ACECODER: Acing Coder RL via Automated Test-Case Synthesis (2502.01718v4)

Published 3 Feb 2025 in cs.SE, cs.AI, and cs.CL

Abstract: Most progress in recent coder models has been driven by supervised fine-tuning (SFT), while the potential of reinforcement learning (RL) remains largely unexplored, primarily due to the lack of reliable reward data/model in the code domain. In this paper, we address this challenge by leveraging automated large-scale test-case synthesis to enhance code model training. Specifically, we design a pipeline that generates extensive (question, test-cases) pairs from existing code data. Using these test cases, we construct preference pairs based on pass rates over sampled programs to train reward models with Bradley-Terry loss. It shows an average of 10-point improvement for Llama-3.1-8B-Ins and 5-point improvement for Qwen2.5-Coder-7B-Ins through best-of-32 sampling, making the 7B model on par with 236B DeepSeek-V2.5. Furthermore, we conduct reinforcement learning with both reward models and test-case pass rewards, leading to consistent improvements across HumanEval, MBPP, BigCodeBench, and LiveCodeBench (V4). Notably, we follow the R1-style training to start from Qwen2.5-Coder-base directly and show that our RL training can improve model on HumanEval-plus by over 25\% and MBPP-plus by 6\% for merely 80 optimization steps. We believe our results highlight the huge potential of reinforcement learning in coder models.

Summary

The paper presents a novel pipeline that synthesizes 89K reliable test cases to generate effective reward signals for RL in code generation tasks.
The methodology leverages best-of-N sampling with curated reward models, achieving improvements of up to 10 points on benchmarks like HumanEval and MBPP.
The approach overcomes traditional RL challenges by automating test-case synthesis, paving the way for scalable enhancements in coder model performance.

AceCoder: Acing Coder RL via Automated Test-Case Synthesis

The paper "AceCoder: Acing Coder RL via Automated Test-Case Synthesis" by Huaye Zeng et al., introduces a novel approach to enhancing the capabilities of coder models through the deployment of reinforcement learning (RL).
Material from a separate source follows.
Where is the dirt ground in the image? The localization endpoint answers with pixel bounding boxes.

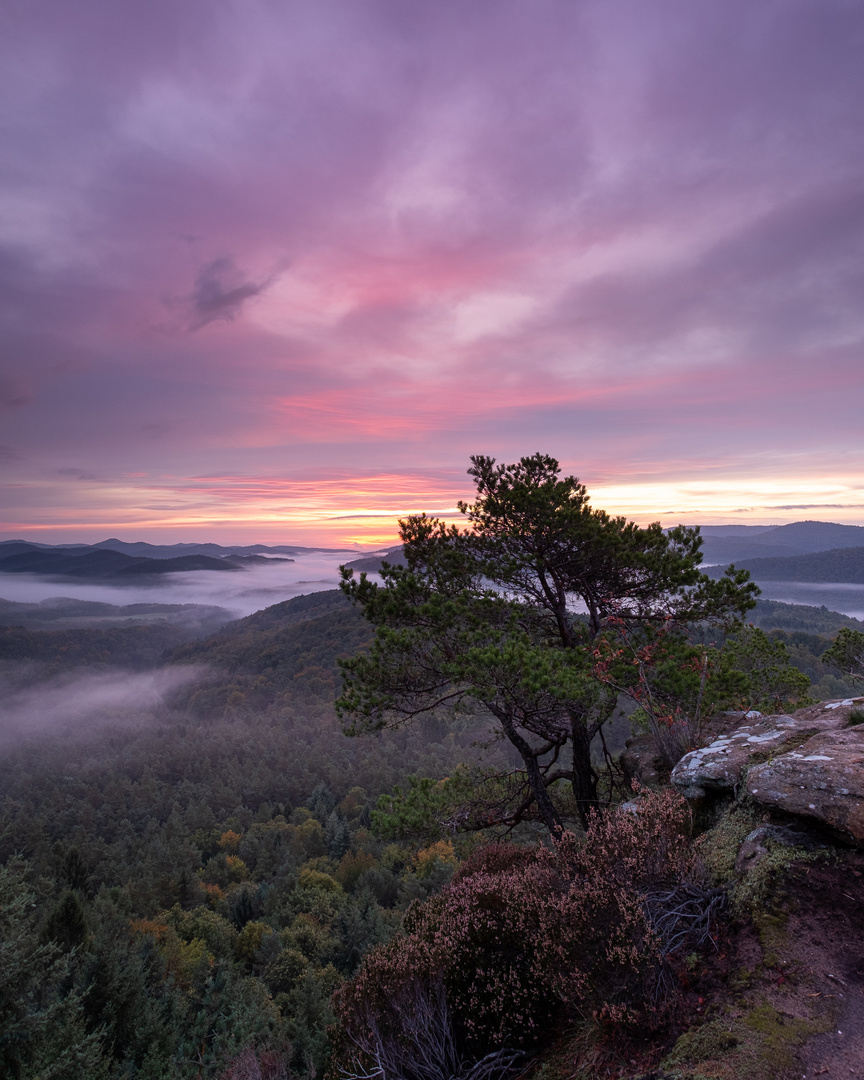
[787,853,864,1080]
This is accomplished by addressing a significant challenge within the domain: the scarcity of reliable reward signals necessary for effective RL training in code generation tasks. Traditional methods have predominantly utilized supervised fine-tuning (SFT), achieving notable success in code generation models. However, the potential of RL remains underexplored due to difficulties in obtaining consistent and accurate reward data.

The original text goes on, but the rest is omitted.